La Stampa, 13 aprile 2025
Intervista a Graydon Carter
Graydon Carter ha lanciato la sua newsletter digitale Air Mail nel 2019, dopo aver diretto per 25 anni Vanity Fair, esperienza che ha raccontato nel libro When the Going Was Good.
Lei ha passato la giovinezza a Trenton, Ontario, come è stata?

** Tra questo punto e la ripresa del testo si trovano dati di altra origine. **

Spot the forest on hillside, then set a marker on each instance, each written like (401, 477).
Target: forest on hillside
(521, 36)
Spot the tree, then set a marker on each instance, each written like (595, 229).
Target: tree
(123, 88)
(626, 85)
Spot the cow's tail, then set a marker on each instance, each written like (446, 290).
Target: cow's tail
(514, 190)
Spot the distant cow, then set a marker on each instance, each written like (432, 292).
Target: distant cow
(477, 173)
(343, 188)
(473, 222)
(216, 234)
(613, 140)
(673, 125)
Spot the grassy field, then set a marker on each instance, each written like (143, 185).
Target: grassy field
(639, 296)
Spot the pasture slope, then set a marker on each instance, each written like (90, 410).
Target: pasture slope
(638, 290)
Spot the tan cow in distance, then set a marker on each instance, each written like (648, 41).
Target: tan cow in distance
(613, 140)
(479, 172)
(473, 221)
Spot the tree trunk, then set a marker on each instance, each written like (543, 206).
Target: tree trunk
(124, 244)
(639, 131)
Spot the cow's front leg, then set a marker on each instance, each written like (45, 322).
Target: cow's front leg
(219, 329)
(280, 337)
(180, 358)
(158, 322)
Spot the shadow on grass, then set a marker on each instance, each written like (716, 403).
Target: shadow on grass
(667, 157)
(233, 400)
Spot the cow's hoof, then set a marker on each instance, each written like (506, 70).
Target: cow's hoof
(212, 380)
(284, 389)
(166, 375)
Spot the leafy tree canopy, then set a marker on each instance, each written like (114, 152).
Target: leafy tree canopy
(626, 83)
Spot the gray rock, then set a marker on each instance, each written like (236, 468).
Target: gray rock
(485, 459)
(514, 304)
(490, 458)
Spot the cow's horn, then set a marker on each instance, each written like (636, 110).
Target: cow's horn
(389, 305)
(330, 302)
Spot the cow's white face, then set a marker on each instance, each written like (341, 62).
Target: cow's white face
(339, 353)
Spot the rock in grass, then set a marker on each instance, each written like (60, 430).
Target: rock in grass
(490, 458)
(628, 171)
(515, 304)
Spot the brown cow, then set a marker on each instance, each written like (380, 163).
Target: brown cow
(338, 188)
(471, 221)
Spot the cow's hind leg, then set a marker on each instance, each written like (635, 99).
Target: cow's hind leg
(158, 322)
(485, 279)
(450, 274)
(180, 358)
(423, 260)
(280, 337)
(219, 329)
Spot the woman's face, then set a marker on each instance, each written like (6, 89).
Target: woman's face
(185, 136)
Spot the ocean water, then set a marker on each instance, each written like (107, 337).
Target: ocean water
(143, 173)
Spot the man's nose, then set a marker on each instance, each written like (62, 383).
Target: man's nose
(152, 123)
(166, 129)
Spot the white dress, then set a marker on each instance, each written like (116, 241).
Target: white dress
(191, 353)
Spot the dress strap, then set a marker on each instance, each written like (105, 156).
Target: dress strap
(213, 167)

«Il Canada è molto freddo, la mia vita era sciare e giocare a hockey, sport molto amato anche da mio padre. Crescere in Canada ti tempra, perché se riesci a giocare a hockey a meno 30 tutto il resto sembra facile».
Si sente ancora canadese?
«Sì, oggi più che mai. I canadesi sapranno tenere testa a Trump. A loro piace essere chi sono, e sono pronti a combattere per non far parte degli Usa. Non so da dove venga fuori questa idea, se non dalla mente febbricitante di Trump, non conosco nessun altro americano che ne avesse mai parlato, e vivo in America da quasi mezzo secolo».
Capisce cosa sta succedendo negli Usa?
«No, non capisco nulla. A gennaio, l’America aveva un’economia invidiata da tutto il mondo, come anche gli americani. Ora siamo ostili o addirittura nemici con quasi tutti i nostri alleati tradizionali, ci siamo allineati con Paesi come la Russia e forse anche la Corea del Nord. È assurdo. Ogni mattina mi sveglio e vorrei non aprire gli occhi per guardare il giornale, perché da Washington non arrivano mai buone notizie».
L’America cambierà nei prossimi anni?
«Gli americani non tantissimo, l’America sì. In base a quello che riuscirà a fare Trump ci vorrà una generazione o forse più per riportare il Paese sul suo binario».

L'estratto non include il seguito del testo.